Both Producers Research and High-Grade Living declare
He was fully sensible to the advantages of the Installment Plan
And had everything necessary to the Modern Man,
A phonograph, a radio, a car and a frigidaire.
Our researchers into Public Opinion are content
That he held the proper opinions for the time of year;
When there was peace, he was for peace: when there was war, he went.
He was married and added five children to the population,
Which our Eugenist says was the right number for a parent of his generation.
And our teachers report that he never interfered with their education.
Was he free? Was he happy? The question is absurd:
Had anything been wrong, we should certainly have heard.

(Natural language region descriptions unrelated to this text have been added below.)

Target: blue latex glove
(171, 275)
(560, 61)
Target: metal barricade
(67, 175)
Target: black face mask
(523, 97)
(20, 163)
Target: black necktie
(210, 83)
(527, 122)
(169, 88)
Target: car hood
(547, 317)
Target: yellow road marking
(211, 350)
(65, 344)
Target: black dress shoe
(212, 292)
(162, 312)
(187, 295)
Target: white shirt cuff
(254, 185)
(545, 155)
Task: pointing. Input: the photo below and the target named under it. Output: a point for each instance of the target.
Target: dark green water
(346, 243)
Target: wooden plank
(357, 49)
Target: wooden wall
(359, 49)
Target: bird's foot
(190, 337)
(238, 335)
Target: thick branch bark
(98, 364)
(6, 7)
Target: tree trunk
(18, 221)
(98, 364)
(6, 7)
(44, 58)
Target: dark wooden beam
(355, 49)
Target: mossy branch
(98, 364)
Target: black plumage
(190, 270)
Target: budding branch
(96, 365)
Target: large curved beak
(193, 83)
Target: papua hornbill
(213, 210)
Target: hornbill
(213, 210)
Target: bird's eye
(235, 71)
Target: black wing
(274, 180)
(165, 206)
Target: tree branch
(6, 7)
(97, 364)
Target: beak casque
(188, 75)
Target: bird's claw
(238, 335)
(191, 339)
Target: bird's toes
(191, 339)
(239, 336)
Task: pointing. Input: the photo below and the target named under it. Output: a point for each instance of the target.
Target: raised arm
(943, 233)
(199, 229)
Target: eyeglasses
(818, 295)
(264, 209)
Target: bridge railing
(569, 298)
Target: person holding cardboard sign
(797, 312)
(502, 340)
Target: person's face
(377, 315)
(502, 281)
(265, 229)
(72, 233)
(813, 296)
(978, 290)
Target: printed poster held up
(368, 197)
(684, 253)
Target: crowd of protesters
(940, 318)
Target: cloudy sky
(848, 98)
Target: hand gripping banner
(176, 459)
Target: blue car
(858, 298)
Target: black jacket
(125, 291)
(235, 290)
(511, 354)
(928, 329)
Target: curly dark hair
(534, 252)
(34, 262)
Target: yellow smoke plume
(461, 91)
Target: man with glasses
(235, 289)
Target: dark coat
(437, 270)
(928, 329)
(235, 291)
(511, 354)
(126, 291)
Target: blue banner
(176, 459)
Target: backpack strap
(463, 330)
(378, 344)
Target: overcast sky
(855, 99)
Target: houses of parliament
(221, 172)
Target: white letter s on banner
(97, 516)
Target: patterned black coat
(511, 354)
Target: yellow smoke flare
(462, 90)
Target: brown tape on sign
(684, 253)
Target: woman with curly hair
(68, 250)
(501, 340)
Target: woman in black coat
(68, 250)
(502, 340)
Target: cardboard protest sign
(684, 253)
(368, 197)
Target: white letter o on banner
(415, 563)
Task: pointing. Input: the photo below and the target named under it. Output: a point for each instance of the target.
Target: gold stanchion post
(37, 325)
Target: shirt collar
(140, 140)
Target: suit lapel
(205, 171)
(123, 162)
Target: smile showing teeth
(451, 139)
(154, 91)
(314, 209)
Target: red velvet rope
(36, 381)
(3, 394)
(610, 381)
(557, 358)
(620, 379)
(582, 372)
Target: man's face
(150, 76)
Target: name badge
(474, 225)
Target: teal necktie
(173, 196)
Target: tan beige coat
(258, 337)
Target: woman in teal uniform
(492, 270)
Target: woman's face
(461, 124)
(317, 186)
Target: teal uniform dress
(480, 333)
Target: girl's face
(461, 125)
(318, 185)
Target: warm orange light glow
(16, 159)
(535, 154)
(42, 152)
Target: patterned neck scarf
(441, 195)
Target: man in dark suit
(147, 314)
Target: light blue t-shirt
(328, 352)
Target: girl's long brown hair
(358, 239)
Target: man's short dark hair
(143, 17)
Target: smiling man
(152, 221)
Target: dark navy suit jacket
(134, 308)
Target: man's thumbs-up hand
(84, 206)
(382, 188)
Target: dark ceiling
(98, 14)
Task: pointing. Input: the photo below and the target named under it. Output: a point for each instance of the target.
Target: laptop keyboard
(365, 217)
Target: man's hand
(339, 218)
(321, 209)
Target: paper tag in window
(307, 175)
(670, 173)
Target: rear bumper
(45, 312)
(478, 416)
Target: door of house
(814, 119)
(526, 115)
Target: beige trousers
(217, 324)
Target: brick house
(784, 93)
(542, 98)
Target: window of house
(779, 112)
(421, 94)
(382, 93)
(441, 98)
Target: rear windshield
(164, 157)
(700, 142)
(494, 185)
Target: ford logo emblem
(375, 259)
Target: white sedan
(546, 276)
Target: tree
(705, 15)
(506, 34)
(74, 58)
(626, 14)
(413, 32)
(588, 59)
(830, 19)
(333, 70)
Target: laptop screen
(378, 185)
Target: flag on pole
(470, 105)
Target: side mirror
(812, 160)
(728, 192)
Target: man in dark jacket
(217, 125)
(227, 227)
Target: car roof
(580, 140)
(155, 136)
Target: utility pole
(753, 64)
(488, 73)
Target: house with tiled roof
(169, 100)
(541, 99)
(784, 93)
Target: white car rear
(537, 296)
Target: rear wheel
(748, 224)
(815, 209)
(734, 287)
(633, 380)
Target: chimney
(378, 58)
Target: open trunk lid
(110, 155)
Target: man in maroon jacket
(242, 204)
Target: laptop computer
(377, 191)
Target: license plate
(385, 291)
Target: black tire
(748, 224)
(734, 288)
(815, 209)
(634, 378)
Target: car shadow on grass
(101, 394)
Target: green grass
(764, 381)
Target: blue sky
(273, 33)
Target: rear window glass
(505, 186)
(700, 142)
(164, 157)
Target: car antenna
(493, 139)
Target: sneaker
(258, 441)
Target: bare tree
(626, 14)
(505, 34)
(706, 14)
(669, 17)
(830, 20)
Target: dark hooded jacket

~ W.H. Auden (Found via 3QuarksDaily)

Ultimately society becomes nothing more than a collection of statistical regularities and statistical categories. It makes little difference whether the category is a traditional one of social structure (age, sex, class) or a kind of person (child abuser, homeless) because the statistical category is the great equalizer—it strips the meaning from a social category and the individuality from a human kind. Society is statistical and so are the individuals who comprise it.

The main reason we measure everything human is that the concept of normality has placed that of morality, or as Ian Hacking puts it, the concept of normal people replaced that of human nature. The traditional view of human nature was a moral one. Belief in a transcendent God or in natural law allowed humans to be defined according to an ideal or to virtues. Virtue was not based exclusively on public opinion, or average behavior.

The normal is now an epiphenomenon of statistics, which when applied to human culture and the individual turns quality into quantity and imperialistically imposes the equality of standardization upon the individual and society.